Dans certains cas, l’objectif est de négocier un échange de détenus. Les milices recourent également aux enlèvements pour réduire au silence les opposants, les journalistes et les défenseurs des droits humains qui dénoncent leurs agissements. Les victimes sont prises pour cible en raison de leur appartenance politique ou tribale perçue, de leur activité professionnelle ou de leur fortune supposée, le but étant de leur soutirer des informations sensibles ou de fortes sommes d’argent.

En Libye, les groupes armés rivaux et les milices commettent des atteintes flagrantes aux droits humains dans une impunité quasi totale. Même ceux qui opèrent sous l’autorité du gouvernement soutenu par l’ONU, affiliés au ministère de la Défense ou sous le contrôle officiel du ministère de l’Intérieur, ne sont pas soumis à des mesures efficaces de surveillance ou de contrôle par les autorités centrales.

« La multiplication des enlèvements montre qu’aucune des parties revendiquant une légitimité sur le terrain n’exerce un contrôle efficace », a déclaré Heba Morayef.

« Rétablir l’état de droit doit être une priorité absolue. Pour y parvenir, les autorités doivent veiller à ce que les responsables présumés d’enlèvements, de disparitions forcées et d’autres crimes de droit international soient poursuivis dans le cadre de procédures équitables et enfin traduits en justice. Il est temps d’éradiquer la culture de l’impunité généralisée qui a jusqu’ici encouragé les auteurs de ces crimes. »

Amnesty International demande instamment au gouvernement libyen d’union nationale de mener une enquête approfondie sur tous les enlèvements de civils commis dans le pays afin que les otages, y compris le professeur Salem Beitelmal, soient libérés rapidement et en toute sécurité.

« La communauté internationale ne doit plus faire l’impasse sur le problème des enlèvements lors de ses entretiens avec différentes milices et divers acteurs politiques. » Fermer les yeux sur ces crimes odieux ne fera que perpétuer l’impunité », a déclaré Heba Morayef.

Amnesty International prie également les acteurs politiques en Libye d’aider à mettre un terme aux atteintes aux droits humains en privant de soutien financier les milices responsables d’activités criminelles.

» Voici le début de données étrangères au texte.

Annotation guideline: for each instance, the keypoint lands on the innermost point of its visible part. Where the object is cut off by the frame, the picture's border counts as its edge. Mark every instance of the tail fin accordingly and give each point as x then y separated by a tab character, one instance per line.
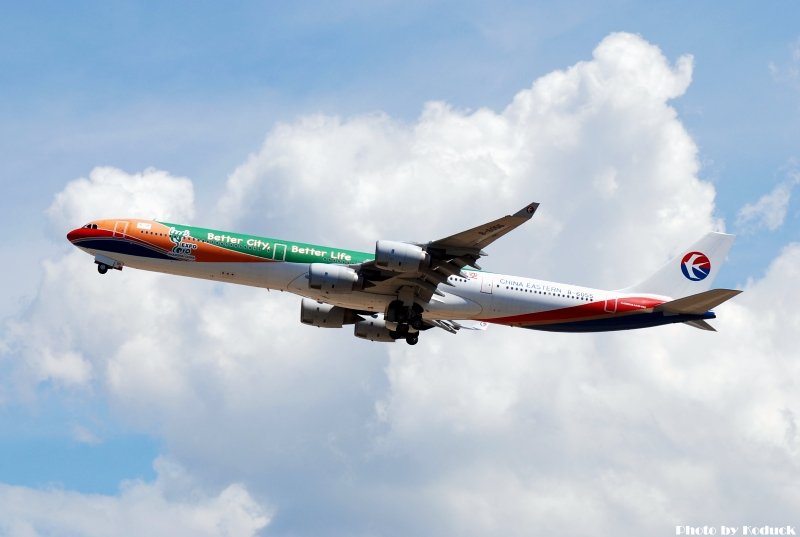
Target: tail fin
690	272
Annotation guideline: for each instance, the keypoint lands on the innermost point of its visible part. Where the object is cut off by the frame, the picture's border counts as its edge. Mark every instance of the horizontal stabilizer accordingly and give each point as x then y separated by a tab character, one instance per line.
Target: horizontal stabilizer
699	303
701	324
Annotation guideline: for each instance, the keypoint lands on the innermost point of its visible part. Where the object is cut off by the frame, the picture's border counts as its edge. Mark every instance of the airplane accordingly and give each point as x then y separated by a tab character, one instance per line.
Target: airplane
402	288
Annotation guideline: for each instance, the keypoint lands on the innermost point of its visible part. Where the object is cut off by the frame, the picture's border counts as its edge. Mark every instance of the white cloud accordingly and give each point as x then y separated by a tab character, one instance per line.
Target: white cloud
140	509
604	124
109	192
506	432
769	211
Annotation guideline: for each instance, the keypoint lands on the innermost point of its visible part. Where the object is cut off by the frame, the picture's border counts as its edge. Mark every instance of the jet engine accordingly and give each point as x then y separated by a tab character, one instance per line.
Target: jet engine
399	256
373	330
331	278
325	315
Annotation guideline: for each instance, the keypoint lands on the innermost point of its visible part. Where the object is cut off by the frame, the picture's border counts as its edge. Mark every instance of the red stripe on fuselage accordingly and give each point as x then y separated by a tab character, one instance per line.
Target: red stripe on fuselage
583	312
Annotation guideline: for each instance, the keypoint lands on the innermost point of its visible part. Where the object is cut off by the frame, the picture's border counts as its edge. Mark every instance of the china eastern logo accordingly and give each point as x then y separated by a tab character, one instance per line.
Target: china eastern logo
696	266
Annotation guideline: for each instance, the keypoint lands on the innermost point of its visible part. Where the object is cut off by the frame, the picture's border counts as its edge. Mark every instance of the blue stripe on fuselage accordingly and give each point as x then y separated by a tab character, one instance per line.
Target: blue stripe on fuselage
620	322
121	246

Amnesty International continue à appeler la Cour pénale internationale (CPI), qui s’est engagée à donner la priorité aux investigations concernant les exactions auxquelles les groupes armés se livrent actuellement, à enquêter sur les crimes commis par toutes les parties depuis 2011. Jusqu’à présent, aucune enquête digne de ce nom n’a été menée sur les crimes qui, selon les informations recueillies, ont été perpétrés par les groupes armés affiliés aux gouvernements qui se sont succédé en Libye. La communauté internationale a également un rôle déterminant à jouer en apportant son soutien à l’enquête de la CPI et en veillant au rétablissement de l’état de droit en Libye.